Finite planar emulators for K_{4,5} - 4K_2 and K_{1,2,2,2} and Fellows' Conjecture

TL;DR

This paper constructs finite planar emulators for specific graphs, providing counterexamples to Fellows' Conjecture and advancing understanding of planar covers and emulators in graph theory.

Contribution

It presents the first known finite planar emulators for K_{4,5} - 4K_2 and K_{1,2,2,2}, challenging existing conjectures and highlighting differences between emulators and covers.

Findings

K_{4,5} - 4K_2 admits a finite planar emulator but no finite planar cover.

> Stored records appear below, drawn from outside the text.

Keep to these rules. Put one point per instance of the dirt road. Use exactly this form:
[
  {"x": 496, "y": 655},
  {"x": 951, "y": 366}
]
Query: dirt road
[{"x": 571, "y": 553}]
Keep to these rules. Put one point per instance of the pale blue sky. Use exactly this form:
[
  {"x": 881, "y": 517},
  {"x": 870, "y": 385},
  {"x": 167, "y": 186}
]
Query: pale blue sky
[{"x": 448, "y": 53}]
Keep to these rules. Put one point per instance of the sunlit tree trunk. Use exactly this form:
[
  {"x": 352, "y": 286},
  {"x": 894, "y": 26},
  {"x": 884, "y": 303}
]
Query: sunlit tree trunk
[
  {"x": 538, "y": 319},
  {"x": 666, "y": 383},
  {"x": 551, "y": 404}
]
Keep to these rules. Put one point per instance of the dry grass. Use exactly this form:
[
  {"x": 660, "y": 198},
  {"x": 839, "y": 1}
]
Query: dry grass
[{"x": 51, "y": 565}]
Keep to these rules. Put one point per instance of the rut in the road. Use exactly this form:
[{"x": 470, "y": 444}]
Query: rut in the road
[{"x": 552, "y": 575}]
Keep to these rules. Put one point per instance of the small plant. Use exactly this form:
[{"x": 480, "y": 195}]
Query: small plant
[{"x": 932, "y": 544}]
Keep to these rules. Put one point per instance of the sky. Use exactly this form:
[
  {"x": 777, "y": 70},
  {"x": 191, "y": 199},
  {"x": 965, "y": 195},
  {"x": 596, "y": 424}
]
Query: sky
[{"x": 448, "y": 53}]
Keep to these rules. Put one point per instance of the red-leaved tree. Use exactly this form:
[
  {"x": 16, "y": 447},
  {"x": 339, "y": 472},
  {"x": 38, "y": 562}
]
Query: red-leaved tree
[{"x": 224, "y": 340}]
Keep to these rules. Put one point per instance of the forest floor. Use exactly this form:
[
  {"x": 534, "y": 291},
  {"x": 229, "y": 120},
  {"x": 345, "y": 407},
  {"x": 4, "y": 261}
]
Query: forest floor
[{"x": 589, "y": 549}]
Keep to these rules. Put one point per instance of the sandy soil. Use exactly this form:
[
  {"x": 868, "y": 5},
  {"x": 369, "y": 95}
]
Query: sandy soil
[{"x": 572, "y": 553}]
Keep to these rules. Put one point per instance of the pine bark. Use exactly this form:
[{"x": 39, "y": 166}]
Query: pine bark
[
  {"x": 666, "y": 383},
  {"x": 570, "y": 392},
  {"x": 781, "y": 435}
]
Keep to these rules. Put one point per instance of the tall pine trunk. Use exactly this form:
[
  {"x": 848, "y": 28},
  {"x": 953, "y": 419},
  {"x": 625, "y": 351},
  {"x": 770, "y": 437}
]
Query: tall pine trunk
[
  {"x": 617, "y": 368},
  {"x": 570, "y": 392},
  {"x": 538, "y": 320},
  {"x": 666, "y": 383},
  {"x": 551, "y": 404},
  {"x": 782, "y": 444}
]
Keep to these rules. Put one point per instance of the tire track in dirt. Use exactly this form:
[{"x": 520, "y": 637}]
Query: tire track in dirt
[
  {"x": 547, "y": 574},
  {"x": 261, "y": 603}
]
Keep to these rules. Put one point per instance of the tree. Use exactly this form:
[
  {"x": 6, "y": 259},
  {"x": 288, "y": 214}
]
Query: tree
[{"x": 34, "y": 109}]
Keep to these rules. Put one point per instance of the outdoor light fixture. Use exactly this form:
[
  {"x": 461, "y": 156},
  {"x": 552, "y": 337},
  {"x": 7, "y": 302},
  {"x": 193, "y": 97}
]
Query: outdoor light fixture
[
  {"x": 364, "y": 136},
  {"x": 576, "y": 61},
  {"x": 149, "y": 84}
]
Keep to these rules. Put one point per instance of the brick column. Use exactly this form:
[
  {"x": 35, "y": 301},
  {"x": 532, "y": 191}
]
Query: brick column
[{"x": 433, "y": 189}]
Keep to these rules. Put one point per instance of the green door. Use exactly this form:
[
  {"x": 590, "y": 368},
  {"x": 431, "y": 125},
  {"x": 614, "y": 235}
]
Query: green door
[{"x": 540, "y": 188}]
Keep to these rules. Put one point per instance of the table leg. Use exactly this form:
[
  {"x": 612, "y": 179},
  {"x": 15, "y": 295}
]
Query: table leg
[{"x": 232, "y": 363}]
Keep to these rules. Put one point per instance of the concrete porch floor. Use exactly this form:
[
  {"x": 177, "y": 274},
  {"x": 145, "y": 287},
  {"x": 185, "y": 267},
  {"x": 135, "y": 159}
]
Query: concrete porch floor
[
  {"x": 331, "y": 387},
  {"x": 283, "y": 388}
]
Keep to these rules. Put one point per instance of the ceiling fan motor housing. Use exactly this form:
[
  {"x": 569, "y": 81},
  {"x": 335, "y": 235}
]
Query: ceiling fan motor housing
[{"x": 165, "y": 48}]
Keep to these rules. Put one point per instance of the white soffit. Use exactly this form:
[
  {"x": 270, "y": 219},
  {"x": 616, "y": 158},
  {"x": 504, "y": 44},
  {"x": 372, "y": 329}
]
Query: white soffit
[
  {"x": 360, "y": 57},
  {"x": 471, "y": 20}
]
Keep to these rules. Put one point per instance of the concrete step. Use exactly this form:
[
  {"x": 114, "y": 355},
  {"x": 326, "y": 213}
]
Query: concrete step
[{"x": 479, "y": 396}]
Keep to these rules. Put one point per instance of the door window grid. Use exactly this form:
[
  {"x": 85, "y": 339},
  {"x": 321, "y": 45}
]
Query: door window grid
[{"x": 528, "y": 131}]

A finite planar emulator for K_{1,2,2,2} is constructed, but its cover status remains open.

Counterexamples to Fellows' Conjecture are provided through these constructions.

Abstract

In 1988 Fellows conjectured that if a finite, connected graph admits a finite planar emulator, then it admits a finite planar cover. We construct a finite planar emulator for K_{4,5} - 4K_2. Archdeacon showed that K_{4,5} - 4K_2 does not admit a finite planar cover; thus K_{4,5} - 4K_2 provides a counterexample to Fellows' Conjecture. It is known that Negami's Planar Cover Conjecture is true if and only if K_{1,2,2,2} admits no finite planar cover. We construct a finite planar emulator for K_{1,2,2,2}. The existence of a finite planar cover for K_{1,2,2,2} is still open.